What to set Spark Master address to when deploying on Kubernetes Spark Operator?

1k views Asked by At

The official spark documentation only has information on the spark-submit method for deploying code to a spark cluster. It mentions we must prefix the address from kubernetes api server with k8s://. What should we do when deploying through Spark Operator?

For instance if I have a basic pyspark application that starts up like this how do I set the master:

from pyspark import SparkConf, SparkContext
from pyspark.sql import SQLContext
from pyspark.sql.types import *
from pyspark import SparkConf, SparkContext

sc = SparkContext("local", "Big data App")
spark = SQLContext(sc)
spark_conf = SparkConf().setMaster('local').setAppName('app_name')

Here I have local, where if I was running on a non-k8's cluster I would mention the master address with spark:// prefix or yarn. Must I also use the k8s:// prefix if deploying through the Spark Operator?
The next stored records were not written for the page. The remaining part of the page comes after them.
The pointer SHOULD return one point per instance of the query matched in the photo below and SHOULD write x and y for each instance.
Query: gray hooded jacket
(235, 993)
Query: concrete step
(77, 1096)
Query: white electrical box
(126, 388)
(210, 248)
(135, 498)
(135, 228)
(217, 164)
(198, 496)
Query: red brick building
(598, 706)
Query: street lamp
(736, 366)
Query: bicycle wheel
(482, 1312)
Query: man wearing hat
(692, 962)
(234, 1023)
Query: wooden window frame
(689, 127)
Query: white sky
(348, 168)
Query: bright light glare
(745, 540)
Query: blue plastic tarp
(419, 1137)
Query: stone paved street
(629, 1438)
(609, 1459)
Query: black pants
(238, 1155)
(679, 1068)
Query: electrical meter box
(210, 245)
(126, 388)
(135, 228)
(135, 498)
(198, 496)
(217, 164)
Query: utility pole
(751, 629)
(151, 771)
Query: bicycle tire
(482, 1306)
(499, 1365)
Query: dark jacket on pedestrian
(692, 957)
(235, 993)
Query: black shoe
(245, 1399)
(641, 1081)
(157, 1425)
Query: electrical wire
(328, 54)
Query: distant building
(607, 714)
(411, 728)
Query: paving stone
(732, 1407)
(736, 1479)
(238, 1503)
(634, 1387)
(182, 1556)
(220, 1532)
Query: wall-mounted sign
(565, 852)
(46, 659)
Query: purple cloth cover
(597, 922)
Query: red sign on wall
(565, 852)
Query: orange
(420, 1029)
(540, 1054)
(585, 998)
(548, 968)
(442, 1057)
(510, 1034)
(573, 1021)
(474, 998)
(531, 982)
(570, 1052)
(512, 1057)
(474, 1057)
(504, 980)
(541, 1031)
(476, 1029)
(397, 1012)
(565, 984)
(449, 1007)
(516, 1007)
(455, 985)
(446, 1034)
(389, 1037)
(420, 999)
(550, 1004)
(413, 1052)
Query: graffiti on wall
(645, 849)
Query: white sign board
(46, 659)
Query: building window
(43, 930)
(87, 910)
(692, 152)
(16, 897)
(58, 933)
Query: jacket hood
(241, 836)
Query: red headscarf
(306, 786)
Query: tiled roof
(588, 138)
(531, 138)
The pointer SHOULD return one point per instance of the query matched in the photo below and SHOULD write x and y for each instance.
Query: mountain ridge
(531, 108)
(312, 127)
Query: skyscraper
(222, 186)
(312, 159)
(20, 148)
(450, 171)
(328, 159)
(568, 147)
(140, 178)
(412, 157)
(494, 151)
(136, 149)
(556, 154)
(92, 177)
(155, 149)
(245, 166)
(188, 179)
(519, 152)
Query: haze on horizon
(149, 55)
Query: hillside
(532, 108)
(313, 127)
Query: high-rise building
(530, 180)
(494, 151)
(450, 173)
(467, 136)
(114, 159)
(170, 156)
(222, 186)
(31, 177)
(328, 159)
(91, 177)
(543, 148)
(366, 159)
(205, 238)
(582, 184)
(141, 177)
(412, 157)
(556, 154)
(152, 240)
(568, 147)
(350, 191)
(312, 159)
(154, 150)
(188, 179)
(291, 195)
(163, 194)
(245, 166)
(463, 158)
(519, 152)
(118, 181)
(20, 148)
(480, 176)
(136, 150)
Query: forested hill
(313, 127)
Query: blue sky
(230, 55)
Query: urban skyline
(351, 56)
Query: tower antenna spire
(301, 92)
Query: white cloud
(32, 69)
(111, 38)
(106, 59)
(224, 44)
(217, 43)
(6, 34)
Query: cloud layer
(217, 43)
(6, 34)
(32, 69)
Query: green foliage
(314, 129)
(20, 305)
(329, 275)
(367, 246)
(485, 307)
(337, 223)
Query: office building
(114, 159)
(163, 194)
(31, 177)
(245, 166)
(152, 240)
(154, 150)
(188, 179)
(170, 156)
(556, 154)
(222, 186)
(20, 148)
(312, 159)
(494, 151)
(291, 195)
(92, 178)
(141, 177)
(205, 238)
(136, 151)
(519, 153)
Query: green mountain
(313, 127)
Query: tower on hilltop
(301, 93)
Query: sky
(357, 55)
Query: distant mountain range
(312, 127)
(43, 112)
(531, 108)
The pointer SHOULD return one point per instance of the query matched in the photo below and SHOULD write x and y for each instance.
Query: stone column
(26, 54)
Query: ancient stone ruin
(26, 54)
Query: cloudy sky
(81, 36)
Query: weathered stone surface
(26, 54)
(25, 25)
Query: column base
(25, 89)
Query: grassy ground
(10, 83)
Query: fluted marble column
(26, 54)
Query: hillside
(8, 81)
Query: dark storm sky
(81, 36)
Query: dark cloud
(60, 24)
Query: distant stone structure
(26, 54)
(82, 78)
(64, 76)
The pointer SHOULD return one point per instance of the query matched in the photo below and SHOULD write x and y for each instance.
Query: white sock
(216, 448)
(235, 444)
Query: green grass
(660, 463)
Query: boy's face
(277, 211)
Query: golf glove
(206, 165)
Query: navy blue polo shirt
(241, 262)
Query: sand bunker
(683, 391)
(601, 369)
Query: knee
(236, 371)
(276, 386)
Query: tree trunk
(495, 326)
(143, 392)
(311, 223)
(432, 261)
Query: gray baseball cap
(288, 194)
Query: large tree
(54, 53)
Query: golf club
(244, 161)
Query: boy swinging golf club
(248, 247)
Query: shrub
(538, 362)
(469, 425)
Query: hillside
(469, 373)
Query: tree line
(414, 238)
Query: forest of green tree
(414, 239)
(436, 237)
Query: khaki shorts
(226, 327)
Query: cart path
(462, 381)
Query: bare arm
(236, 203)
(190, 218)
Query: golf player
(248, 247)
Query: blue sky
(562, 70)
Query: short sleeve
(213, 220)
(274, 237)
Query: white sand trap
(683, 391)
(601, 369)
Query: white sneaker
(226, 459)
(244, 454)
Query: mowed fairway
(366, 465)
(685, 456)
If not what should be used for master parameter?

1

There are 1 answers

0
Alex Ott On

It's better not to use setMaster in the code, but instead specify it when running the code via spark-submit, something like this (see documentation for details):

./bin/spark-submit \
    --master k8s://https://<k8s-apiserver-host>:<k8s-apiserver-port> \
    --deploy-mode cluster \
    your_script.py

I haven't used Spark operator, but it should set master automatically, as I understand from the documentation.

you also need to get convert this code:

sc = SparkContext("local", "Big data App")
spark = SQLContext(sc)
spark_conf = SparkConf().setMaster('local').setAppName('app_name')

to more modern (see doc):

from pyspark.sql import SparkSession

spark = SparkSession \
    .builder \
    .appName("Python Spark SQL basic example") \
    .config("spark.some.config.option", "some-value") \
    .getOrCreate()

as SQLContext is deprecated.

P.S. I recommend to get through first chapters of Learning Spark, 2ed that is freely available from the Databricks site.